The Dalhousie University project began in 2003. In part, the Dalhousie documentation reads:
“The Oskar Schindler Humanities Foundation established The Irving and Jeanne Glovin Award in 2003, to foster research into the meaning and underlying principles for “good human conduct.” The Foundation is interested in stimulating scholarly work that defines “good human conduct” with which all persons could agree; to explore its sources; and to develop pragmatic educational strategies and ways of teaching children, to show by action, respect and acceptance of others by peoples of the world regardless of circumstances or background. The spirit of the research may be illustrated by the words of Confucius: “Do not do unto others what you would not have them do unto you.” Researchers are encouraged to demonstrate the importance of acceptance and mutual respect of others.”

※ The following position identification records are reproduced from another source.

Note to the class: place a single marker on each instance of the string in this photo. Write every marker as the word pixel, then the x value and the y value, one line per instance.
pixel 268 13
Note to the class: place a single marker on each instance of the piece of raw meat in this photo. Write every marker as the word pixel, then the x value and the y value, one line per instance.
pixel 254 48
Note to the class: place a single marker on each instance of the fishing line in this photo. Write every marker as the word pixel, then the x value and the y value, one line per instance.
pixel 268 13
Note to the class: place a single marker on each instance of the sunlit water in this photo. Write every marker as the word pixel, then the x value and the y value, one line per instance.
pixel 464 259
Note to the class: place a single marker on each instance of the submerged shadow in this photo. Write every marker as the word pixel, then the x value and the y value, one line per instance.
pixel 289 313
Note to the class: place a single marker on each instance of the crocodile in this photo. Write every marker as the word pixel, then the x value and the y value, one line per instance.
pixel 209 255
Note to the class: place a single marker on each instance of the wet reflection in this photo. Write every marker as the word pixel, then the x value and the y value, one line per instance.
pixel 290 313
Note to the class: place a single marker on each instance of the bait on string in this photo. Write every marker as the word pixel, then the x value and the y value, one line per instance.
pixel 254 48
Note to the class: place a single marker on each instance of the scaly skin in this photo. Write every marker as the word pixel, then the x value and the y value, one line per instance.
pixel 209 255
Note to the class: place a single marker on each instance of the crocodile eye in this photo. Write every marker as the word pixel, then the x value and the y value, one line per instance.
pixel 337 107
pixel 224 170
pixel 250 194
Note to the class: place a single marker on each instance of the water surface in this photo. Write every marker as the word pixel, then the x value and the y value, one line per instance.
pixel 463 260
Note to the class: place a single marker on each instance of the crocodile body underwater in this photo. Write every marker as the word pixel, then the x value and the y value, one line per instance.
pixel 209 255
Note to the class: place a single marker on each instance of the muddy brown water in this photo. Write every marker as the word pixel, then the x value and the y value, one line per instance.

The award winner is asked to make a public presentation of their research. This volume is a compilation of the Oskar Schindler Humanities Foundation scholarship winners. One of the ideas Irv and Jeanne had was to follow the Oskar Schindler Humanities Foundation winners over the years to see how they develop and specifically, how they have applied what they had written as a part of the competition. Where possible we have included a brief synopsis of the winners’ answers to these questions.
Irving and Jeanne Glovin are now both deceased. Their legacy does live on in what they have created and how that influences the way we treat each other. In the spirit of Oskar Schindler and Irv Glovin, this text is dedicated to Good Human Conduct, something which we all want to practice as we “do unto others as we would have others do unto us”.